I'm currently reading Dietrich Bonhoeffer's Letters and Papers from Prison, which include a great deal of correspondence between him and his parents. Bonhoeffer's imprisonment led eventually to his death; I don't yet know what ultimately happened to his parents, but along the way their own life was shaped by his persecution. So it is with us; at Christmas we are reminded that Jesus bound himself to us to live in solidarity with the trials of the human experience, but we're also reminded that when we bind ourselves to him--for our own benefit--we are necessarily binding ourselves to his passion.

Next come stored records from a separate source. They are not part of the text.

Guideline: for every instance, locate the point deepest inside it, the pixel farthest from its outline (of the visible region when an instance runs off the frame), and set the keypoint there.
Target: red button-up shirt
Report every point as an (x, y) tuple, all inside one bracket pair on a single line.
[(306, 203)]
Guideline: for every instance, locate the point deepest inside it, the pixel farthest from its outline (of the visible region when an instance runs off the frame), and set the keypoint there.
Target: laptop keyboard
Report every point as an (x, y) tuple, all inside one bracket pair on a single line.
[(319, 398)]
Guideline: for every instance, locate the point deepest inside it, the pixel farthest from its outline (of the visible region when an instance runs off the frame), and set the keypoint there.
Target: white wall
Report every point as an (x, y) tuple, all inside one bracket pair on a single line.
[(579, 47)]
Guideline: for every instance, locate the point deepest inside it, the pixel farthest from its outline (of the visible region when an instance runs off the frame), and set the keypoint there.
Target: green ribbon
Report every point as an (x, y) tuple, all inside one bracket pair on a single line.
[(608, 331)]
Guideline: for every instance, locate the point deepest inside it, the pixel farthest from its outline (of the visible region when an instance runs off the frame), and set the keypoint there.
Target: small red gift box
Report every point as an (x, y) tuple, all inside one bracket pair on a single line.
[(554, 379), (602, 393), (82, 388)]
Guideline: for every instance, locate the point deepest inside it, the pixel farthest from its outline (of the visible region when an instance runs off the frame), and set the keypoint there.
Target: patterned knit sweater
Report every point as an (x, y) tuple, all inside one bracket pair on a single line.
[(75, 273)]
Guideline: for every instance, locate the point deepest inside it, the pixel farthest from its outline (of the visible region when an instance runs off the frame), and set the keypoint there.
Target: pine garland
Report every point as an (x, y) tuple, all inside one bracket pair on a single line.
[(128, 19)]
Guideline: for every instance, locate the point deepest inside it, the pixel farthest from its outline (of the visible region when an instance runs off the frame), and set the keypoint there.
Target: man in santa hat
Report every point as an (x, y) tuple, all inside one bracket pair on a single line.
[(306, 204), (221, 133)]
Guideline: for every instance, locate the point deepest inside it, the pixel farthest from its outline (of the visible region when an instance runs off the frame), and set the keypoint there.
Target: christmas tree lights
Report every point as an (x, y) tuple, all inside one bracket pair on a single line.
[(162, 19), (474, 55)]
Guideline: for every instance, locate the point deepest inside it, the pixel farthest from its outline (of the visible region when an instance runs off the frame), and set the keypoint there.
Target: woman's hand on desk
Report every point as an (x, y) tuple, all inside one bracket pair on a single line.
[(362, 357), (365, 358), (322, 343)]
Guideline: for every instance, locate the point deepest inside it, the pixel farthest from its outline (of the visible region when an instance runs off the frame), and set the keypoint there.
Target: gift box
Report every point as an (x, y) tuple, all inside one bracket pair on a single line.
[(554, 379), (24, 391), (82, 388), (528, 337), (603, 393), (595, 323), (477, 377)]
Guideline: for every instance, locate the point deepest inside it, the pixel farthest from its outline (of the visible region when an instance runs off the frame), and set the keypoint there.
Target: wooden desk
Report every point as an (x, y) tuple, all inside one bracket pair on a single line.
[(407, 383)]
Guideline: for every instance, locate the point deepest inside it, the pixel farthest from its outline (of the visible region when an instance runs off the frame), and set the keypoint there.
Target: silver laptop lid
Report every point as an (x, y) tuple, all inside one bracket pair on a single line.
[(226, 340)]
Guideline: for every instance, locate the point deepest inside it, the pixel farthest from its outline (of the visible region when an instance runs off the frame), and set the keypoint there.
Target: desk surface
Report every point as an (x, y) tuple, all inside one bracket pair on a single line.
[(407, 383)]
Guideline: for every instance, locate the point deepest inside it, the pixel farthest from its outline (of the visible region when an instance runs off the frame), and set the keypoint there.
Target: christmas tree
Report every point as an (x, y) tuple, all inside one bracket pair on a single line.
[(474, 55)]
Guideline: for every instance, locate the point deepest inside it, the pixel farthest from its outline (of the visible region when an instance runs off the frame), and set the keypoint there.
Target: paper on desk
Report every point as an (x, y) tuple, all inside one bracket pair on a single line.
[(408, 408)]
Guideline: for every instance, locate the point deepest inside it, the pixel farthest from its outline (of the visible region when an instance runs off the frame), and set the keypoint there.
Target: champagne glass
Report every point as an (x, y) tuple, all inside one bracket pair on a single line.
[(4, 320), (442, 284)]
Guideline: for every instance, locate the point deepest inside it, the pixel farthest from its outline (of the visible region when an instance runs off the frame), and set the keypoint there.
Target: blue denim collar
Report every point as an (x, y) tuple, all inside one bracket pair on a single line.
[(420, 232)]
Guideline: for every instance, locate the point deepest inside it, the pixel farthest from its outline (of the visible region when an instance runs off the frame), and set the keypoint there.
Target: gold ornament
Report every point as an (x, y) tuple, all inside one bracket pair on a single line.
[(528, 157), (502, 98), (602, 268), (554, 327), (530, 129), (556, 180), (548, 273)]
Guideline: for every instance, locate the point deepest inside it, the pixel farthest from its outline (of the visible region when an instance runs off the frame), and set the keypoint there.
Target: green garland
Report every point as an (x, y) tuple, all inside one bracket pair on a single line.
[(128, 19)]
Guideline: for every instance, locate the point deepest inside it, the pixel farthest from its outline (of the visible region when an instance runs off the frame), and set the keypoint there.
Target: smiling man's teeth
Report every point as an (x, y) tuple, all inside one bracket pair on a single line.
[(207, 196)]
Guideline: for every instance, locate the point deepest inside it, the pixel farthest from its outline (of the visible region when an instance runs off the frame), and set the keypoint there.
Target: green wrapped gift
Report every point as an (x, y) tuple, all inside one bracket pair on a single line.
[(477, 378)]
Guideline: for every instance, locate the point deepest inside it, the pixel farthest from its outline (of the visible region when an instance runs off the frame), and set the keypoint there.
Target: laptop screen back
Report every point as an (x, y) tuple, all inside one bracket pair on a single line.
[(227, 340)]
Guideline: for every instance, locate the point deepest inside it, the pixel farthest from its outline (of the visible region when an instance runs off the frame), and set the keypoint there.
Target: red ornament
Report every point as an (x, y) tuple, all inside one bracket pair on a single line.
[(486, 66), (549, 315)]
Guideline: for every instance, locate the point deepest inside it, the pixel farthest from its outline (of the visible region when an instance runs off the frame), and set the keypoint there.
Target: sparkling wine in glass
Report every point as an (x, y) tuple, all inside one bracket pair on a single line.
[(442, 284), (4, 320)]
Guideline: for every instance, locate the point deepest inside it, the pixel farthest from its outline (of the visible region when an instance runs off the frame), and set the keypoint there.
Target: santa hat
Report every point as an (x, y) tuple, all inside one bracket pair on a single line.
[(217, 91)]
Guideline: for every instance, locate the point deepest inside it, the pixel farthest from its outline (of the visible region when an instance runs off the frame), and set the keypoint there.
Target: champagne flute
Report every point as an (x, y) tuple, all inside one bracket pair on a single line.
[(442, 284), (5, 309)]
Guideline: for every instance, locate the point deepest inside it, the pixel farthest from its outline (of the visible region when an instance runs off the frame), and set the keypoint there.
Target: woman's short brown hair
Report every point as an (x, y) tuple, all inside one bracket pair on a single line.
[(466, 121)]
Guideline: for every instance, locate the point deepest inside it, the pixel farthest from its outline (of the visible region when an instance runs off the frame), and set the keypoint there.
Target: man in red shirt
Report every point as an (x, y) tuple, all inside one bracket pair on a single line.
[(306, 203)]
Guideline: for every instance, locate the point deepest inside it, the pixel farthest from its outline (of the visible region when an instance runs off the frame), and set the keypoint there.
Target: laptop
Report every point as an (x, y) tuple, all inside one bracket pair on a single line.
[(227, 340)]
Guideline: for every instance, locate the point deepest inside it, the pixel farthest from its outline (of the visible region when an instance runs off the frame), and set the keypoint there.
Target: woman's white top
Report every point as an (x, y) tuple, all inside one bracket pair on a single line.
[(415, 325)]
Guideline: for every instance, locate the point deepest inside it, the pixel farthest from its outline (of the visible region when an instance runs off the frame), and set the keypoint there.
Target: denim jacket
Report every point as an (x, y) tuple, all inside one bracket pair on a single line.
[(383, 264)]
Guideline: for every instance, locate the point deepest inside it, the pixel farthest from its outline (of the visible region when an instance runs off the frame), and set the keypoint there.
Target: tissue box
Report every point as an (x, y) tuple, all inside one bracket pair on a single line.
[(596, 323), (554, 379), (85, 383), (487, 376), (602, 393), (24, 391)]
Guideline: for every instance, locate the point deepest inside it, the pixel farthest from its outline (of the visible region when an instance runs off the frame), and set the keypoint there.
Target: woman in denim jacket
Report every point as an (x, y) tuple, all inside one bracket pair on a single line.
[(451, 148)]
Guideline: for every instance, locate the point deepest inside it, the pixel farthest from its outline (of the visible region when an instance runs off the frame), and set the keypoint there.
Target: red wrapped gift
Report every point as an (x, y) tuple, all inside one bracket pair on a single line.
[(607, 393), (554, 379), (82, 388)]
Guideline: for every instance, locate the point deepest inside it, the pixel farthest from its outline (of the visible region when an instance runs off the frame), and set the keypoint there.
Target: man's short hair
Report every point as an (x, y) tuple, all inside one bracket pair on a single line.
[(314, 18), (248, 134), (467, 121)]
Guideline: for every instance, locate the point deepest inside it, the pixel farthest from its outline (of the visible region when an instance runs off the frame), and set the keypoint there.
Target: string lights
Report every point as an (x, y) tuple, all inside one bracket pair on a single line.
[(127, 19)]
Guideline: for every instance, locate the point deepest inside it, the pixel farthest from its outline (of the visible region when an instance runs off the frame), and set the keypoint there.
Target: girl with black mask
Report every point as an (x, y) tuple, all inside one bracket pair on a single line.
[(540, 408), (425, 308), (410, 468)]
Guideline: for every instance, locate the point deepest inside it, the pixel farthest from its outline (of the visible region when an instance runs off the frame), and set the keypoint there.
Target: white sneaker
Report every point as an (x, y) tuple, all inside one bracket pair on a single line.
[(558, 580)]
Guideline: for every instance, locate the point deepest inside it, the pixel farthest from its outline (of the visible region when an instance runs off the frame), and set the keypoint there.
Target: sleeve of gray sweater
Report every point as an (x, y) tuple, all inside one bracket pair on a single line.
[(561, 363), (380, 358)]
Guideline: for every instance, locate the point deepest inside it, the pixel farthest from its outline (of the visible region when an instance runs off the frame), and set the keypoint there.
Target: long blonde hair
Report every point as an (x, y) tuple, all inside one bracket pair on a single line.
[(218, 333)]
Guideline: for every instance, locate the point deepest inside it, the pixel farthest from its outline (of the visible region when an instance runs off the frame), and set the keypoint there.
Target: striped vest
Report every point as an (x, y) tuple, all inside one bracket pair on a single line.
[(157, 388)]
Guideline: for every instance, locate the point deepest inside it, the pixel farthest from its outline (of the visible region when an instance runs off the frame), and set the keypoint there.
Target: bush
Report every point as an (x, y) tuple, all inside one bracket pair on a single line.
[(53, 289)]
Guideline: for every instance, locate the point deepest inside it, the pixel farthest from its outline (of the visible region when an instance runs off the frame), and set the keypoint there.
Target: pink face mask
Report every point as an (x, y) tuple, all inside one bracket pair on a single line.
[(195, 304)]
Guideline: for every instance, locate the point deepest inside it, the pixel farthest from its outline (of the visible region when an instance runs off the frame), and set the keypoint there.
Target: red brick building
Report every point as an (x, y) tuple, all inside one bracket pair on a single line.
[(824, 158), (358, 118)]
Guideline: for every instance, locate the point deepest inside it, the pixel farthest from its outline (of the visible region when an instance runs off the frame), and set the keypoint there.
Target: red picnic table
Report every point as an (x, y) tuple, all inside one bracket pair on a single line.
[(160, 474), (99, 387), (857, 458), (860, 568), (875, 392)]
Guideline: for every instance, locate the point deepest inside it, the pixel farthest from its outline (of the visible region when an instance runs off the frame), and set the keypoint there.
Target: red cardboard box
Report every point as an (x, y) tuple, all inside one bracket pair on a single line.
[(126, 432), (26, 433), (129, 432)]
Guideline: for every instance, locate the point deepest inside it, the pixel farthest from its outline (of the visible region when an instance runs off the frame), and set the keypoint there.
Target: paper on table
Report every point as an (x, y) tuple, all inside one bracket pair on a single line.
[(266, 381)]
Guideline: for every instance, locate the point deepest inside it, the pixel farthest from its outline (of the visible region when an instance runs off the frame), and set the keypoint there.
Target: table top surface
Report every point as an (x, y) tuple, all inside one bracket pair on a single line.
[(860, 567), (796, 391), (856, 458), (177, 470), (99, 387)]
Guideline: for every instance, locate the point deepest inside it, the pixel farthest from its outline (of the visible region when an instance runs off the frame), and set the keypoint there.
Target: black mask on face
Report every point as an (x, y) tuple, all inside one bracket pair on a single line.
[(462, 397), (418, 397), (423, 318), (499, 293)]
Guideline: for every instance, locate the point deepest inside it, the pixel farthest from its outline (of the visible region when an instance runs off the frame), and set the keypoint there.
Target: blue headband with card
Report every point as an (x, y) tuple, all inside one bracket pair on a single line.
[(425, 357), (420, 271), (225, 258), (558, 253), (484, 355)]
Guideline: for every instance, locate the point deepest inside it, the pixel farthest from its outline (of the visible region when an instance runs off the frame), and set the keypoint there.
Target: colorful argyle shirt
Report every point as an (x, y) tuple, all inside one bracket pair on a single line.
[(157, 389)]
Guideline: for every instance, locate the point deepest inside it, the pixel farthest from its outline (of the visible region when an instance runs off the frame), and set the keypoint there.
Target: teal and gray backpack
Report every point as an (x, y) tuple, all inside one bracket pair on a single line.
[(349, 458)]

This week, think about the moments of hardship that have defined your life in various ways. Think of how a mother bears her children not only during pregnancy but during all the hardships that they endure. Think of how in many ways God is like a mother, bearing with us and carrying us through the "many dangers, toils and snares" that enter our lives through our acts of nobility and through our acts of foolishness. Think of the words of the prophet Isaiah: "Surely he has borne our iniquities." Embrace and celebrate the mother-love of God this week.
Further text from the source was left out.